Tuesday, April 26, 2005

Senate Opens Hearings on Social Security Reform as Top Republican Questions Private Accounts

The U.S. Senate Finance Committee is scheduled to open hearings on Social Security Reform today. The hearing will feature Robert Pozen of MFS Investment Management, who has proposed "progressive indexing" of benefits; Peter Orszag, a Clinton administration official who opposes private accounts; Peter Ferrara of the Free Enterprise Fund, who supports private accounts; Michael Tanner of the Cato Institute, who supports private accounts; and Joan Entmacher of the National Women’s Law Center, who opposes private accounts and cautioned against benefit cuts.

The central issue in the hearing and the general debate around Social Security reform is the president’s proposal which would let younger workers invest in private accounts income equivalent to 4 percentage points of their 6.2 percent Social Security payroll tax. The president concluded a 60-day campaign to promote his privatization proposal today in Galveston, Texas. The president is gambling that private accounts will cushion the blow of future benefit cuts by creating an alternate stream of income that might benefit from compounding interest or higher rates of return.

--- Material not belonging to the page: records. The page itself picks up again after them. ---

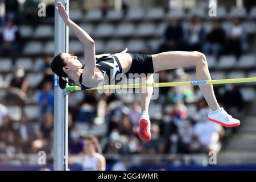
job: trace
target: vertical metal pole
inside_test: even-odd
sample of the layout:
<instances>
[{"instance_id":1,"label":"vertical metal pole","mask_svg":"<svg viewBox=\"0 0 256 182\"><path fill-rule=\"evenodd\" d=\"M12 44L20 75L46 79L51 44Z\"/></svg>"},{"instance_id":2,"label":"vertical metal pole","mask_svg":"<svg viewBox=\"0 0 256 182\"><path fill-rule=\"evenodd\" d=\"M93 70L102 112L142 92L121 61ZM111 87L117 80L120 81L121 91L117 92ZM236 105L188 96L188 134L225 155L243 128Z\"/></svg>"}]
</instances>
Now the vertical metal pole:
<instances>
[{"instance_id":1,"label":"vertical metal pole","mask_svg":"<svg viewBox=\"0 0 256 182\"><path fill-rule=\"evenodd\" d=\"M64 0L59 0L63 5L65 5ZM55 0L55 6L58 0ZM67 36L65 36L65 26L56 11L55 14L55 55L60 52L64 52L67 50L66 43ZM67 42L68 45L68 42ZM65 164L67 161L67 154L65 153L65 146L67 146L65 136L65 96L64 90L59 86L59 77L55 75L54 78L54 159L53 169L56 171L63 171L65 169ZM67 120L67 119L66 119ZM66 144L66 145L65 144Z\"/></svg>"},{"instance_id":2,"label":"vertical metal pole","mask_svg":"<svg viewBox=\"0 0 256 182\"><path fill-rule=\"evenodd\" d=\"M65 1L65 9L68 14L69 14L69 2L68 0ZM68 52L68 46L69 46L69 29L68 26L67 25L65 27L65 52ZM67 78L66 80L68 83L68 78ZM65 103L65 116L64 116L64 168L65 171L69 170L68 168L68 94L66 94L64 96L64 103Z\"/></svg>"}]
</instances>

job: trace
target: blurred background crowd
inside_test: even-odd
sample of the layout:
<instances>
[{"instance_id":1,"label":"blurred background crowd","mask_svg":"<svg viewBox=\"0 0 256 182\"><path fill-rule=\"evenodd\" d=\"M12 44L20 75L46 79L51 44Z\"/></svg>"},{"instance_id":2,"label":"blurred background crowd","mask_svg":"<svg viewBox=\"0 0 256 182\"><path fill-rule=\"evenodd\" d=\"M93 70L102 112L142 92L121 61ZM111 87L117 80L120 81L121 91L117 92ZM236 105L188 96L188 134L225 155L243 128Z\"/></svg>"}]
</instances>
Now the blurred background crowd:
<instances>
[{"instance_id":1,"label":"blurred background crowd","mask_svg":"<svg viewBox=\"0 0 256 182\"><path fill-rule=\"evenodd\" d=\"M252 1L83 1L70 2L71 18L96 40L97 54L126 47L129 52L150 54L197 51L207 56L213 80L256 77ZM38 15L40 2L46 5L45 17ZM213 2L218 5L217 16L210 17L208 5ZM0 163L23 163L18 155L42 150L52 156L54 1L0 0ZM82 63L82 47L71 31L69 49ZM160 71L158 77L159 82L196 80L193 67ZM242 129L209 121L209 107L197 86L160 88L158 98L151 102L152 139L146 143L137 136L139 94L71 92L69 152L82 154L83 137L90 134L98 138L107 164L122 156L126 167L133 164L127 156L138 155L158 159L210 151L255 154L255 83L214 88L221 106L241 119ZM166 162L174 163L171 158ZM184 164L184 159L176 162Z\"/></svg>"}]
</instances>

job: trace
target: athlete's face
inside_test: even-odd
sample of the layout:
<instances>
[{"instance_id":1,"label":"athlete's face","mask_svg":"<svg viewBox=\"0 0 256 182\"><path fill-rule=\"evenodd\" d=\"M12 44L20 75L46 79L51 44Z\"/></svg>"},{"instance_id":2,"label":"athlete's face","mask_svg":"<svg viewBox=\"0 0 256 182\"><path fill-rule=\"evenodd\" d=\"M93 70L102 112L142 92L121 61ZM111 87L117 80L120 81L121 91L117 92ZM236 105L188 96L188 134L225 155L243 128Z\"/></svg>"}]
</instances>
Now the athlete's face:
<instances>
[{"instance_id":1,"label":"athlete's face","mask_svg":"<svg viewBox=\"0 0 256 182\"><path fill-rule=\"evenodd\" d=\"M61 53L61 57L67 64L67 65L63 67L64 71L76 71L82 68L82 64L77 59L77 57L67 53Z\"/></svg>"},{"instance_id":2,"label":"athlete's face","mask_svg":"<svg viewBox=\"0 0 256 182\"><path fill-rule=\"evenodd\" d=\"M96 147L93 143L89 140L85 140L84 143L84 149L86 153L90 153L95 151Z\"/></svg>"}]
</instances>

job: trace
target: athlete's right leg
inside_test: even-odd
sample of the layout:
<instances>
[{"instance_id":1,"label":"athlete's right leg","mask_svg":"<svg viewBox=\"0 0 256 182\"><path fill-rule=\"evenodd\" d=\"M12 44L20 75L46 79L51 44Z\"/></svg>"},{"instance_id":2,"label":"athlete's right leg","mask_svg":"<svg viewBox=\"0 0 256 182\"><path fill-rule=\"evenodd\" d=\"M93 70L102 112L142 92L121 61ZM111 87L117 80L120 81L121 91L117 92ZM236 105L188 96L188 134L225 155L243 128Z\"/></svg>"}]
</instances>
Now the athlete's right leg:
<instances>
[{"instance_id":1,"label":"athlete's right leg","mask_svg":"<svg viewBox=\"0 0 256 182\"><path fill-rule=\"evenodd\" d=\"M154 72L163 69L181 68L186 65L196 67L198 80L211 80L207 61L205 55L199 52L165 52L152 55ZM213 110L220 109L212 85L199 85L199 88L210 108Z\"/></svg>"},{"instance_id":2,"label":"athlete's right leg","mask_svg":"<svg viewBox=\"0 0 256 182\"><path fill-rule=\"evenodd\" d=\"M198 80L211 80L205 56L199 52L166 52L152 56L154 72L160 70L195 65ZM233 118L224 109L220 107L212 85L199 85L205 100L210 108L209 119L226 127L240 125L240 121Z\"/></svg>"}]
</instances>

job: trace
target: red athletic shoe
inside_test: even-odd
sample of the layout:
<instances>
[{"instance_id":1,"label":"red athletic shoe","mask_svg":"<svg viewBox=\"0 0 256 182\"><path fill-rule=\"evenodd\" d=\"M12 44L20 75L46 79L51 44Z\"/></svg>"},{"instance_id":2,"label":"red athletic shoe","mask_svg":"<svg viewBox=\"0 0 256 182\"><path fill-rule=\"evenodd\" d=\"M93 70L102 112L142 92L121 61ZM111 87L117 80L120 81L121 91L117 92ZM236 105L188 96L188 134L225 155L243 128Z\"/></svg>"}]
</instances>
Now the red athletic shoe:
<instances>
[{"instance_id":1,"label":"red athletic shoe","mask_svg":"<svg viewBox=\"0 0 256 182\"><path fill-rule=\"evenodd\" d=\"M149 118L141 117L139 119L139 137L144 142L148 142L151 139Z\"/></svg>"}]
</instances>

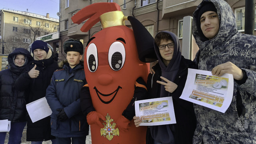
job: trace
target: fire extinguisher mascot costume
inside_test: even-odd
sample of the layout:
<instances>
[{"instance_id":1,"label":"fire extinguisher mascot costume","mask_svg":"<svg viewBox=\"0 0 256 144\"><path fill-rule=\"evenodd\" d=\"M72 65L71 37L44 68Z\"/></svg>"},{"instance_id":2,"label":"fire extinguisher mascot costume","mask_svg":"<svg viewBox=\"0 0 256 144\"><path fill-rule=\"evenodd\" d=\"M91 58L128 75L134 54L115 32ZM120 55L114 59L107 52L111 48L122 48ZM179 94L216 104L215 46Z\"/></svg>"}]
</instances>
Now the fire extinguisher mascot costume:
<instances>
[{"instance_id":1,"label":"fire extinguisher mascot costume","mask_svg":"<svg viewBox=\"0 0 256 144\"><path fill-rule=\"evenodd\" d=\"M81 31L88 31L100 20L103 28L86 45L84 66L87 83L80 93L92 143L145 143L147 127L136 127L131 120L135 115L134 101L147 98L148 71L143 62L156 58L154 38L137 19L124 16L115 3L91 4L71 19L80 24L89 18ZM134 33L125 25L128 19L138 31ZM136 37L148 41L135 40ZM142 46L146 49L139 47Z\"/></svg>"}]
</instances>

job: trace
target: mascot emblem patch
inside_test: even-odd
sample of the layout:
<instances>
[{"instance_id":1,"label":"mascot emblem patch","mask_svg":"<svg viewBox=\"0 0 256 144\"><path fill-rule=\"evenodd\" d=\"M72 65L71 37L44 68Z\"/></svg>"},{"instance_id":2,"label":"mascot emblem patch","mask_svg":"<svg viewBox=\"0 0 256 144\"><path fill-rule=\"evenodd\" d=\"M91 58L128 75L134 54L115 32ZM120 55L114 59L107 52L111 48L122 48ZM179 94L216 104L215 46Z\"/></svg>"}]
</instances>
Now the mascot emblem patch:
<instances>
[{"instance_id":1,"label":"mascot emblem patch","mask_svg":"<svg viewBox=\"0 0 256 144\"><path fill-rule=\"evenodd\" d=\"M113 122L114 120L112 119L110 119L110 116L108 115L108 113L107 114L106 117L106 121L103 121L106 122L106 124L105 124L105 123L102 123L104 125L104 127L100 129L100 135L101 136L103 135L104 137L107 138L110 141L114 136L119 136L119 130L118 128L115 129L115 127L116 125L116 124L112 123L112 124L111 124L111 122ZM105 137L105 136L106 136Z\"/></svg>"}]
</instances>

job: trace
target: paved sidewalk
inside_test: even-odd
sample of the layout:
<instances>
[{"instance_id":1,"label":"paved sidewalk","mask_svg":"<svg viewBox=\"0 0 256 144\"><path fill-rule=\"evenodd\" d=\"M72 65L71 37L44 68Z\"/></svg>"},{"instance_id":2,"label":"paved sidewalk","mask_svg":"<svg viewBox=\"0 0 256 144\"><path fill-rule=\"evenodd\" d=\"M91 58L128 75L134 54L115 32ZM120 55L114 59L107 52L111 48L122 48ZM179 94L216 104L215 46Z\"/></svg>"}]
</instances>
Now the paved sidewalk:
<instances>
[{"instance_id":1,"label":"paved sidewalk","mask_svg":"<svg viewBox=\"0 0 256 144\"><path fill-rule=\"evenodd\" d=\"M22 134L22 138L21 138L21 144L31 144L31 142L30 141L26 141L26 132L27 132L27 126L25 127L24 130L23 130L23 133ZM8 143L8 139L9 138L9 133L7 133L5 137L5 140L4 141L4 144L7 144ZM51 144L52 141L51 140L48 140L48 141L44 141L43 142L43 144ZM87 136L86 138L86 144L92 144L92 139L91 137L91 129L89 129L89 135Z\"/></svg>"}]
</instances>

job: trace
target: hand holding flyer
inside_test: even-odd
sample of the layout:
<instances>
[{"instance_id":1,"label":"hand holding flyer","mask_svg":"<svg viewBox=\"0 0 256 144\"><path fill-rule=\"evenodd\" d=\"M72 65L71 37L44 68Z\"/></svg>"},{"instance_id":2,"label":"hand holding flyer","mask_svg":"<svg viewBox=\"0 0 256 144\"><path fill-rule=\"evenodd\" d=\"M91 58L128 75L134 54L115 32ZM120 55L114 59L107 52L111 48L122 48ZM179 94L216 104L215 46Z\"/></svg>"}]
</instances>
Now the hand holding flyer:
<instances>
[{"instance_id":1,"label":"hand holding flyer","mask_svg":"<svg viewBox=\"0 0 256 144\"><path fill-rule=\"evenodd\" d=\"M233 75L219 77L210 71L190 68L180 98L224 113L233 98Z\"/></svg>"},{"instance_id":2,"label":"hand holding flyer","mask_svg":"<svg viewBox=\"0 0 256 144\"><path fill-rule=\"evenodd\" d=\"M135 101L135 112L141 119L140 126L176 123L171 97Z\"/></svg>"}]
</instances>

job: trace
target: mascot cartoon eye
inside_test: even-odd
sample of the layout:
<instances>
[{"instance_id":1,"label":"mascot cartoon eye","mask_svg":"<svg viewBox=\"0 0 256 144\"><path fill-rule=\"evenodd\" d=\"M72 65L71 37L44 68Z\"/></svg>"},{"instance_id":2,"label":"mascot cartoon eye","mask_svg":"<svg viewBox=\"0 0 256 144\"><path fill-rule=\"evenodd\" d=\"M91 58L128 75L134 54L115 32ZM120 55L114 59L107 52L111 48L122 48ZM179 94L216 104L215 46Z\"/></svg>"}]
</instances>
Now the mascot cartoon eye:
<instances>
[{"instance_id":1,"label":"mascot cartoon eye","mask_svg":"<svg viewBox=\"0 0 256 144\"><path fill-rule=\"evenodd\" d=\"M110 45L108 51L108 63L114 70L122 68L125 59L125 50L122 43L115 42Z\"/></svg>"},{"instance_id":2,"label":"mascot cartoon eye","mask_svg":"<svg viewBox=\"0 0 256 144\"><path fill-rule=\"evenodd\" d=\"M98 55L97 47L93 43L90 44L87 48L86 53L87 65L91 72L94 72L98 67Z\"/></svg>"}]
</instances>

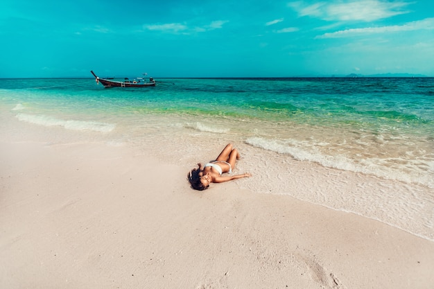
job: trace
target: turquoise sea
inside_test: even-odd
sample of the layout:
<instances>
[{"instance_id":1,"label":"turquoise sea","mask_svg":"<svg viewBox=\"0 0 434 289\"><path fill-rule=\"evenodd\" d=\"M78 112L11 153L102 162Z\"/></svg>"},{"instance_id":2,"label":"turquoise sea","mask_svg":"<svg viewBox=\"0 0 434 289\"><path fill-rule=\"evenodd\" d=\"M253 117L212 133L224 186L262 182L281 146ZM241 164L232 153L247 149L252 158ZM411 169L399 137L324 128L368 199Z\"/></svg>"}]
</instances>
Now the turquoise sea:
<instances>
[{"instance_id":1,"label":"turquoise sea","mask_svg":"<svg viewBox=\"0 0 434 289\"><path fill-rule=\"evenodd\" d=\"M244 155L238 169L257 176L240 182L243 188L434 239L434 78L156 80L155 87L105 89L90 78L1 79L2 119L44 128L50 143L132 146L191 167L232 142ZM19 134L14 125L1 130ZM288 186L295 175L315 179L303 180L308 168L328 174L336 194ZM342 174L351 179L339 186L333 179Z\"/></svg>"}]
</instances>

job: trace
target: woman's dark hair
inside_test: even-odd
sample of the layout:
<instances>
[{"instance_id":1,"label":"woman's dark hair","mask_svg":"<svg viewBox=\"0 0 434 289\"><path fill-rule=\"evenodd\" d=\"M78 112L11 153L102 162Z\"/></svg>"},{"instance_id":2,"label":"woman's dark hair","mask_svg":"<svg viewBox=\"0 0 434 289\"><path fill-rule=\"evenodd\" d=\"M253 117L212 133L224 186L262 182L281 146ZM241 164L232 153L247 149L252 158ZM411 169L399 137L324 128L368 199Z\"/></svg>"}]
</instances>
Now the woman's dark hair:
<instances>
[{"instance_id":1,"label":"woman's dark hair","mask_svg":"<svg viewBox=\"0 0 434 289\"><path fill-rule=\"evenodd\" d=\"M187 175L187 179L190 182L191 188L198 191L203 191L205 189L207 189L209 186L205 187L203 184L202 184L200 182L199 173L200 173L200 166L198 164L198 168L193 168L189 173Z\"/></svg>"}]
</instances>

The hearing comes hours after the panel’s leading Republican, Sen. Charles Grassley (R-Iowa) said that the issue of private investment won’t solve the problem of keeping Social Security afloat. The president himself has recently conceded, according to CNN,
that individual investment accounts do not by themselves address the solvency issue.

According to the Associate Press:
The program [Social Security] currently takes in more in payroll taxes than it pays out in benefits to about 47 million recipients, including retirees, the disabled and survivors. That trend is projected to end in 2017, after the baby boom generation has begun retiring. By 2041, the system will have exhausted a trust fund built up to continue paying full retiree benefits. Then, according to program analysts, payroll taxes will be able to cover only about 72 percent of promised benefits.

Privatization is unlikely to succeed. Even if it does, there are far greater issues to address. According to CNN,
To address solvency, Bush has said he will consider many options, including raising the retirement age, lifting the amount of payroll earnings subject to Social Security tax and adjusting the formula used to calculate benefits.

Real Social Security reform will address the long-term solvency of the program. The Bush proposal to create private accounts does nothing to ensure the long-term viability of Social Security. Further private accounts are not guaranteed to generate returns greater than that of the current program, which would lead to benefit cuts beyond those needed if the current program was to remain in place.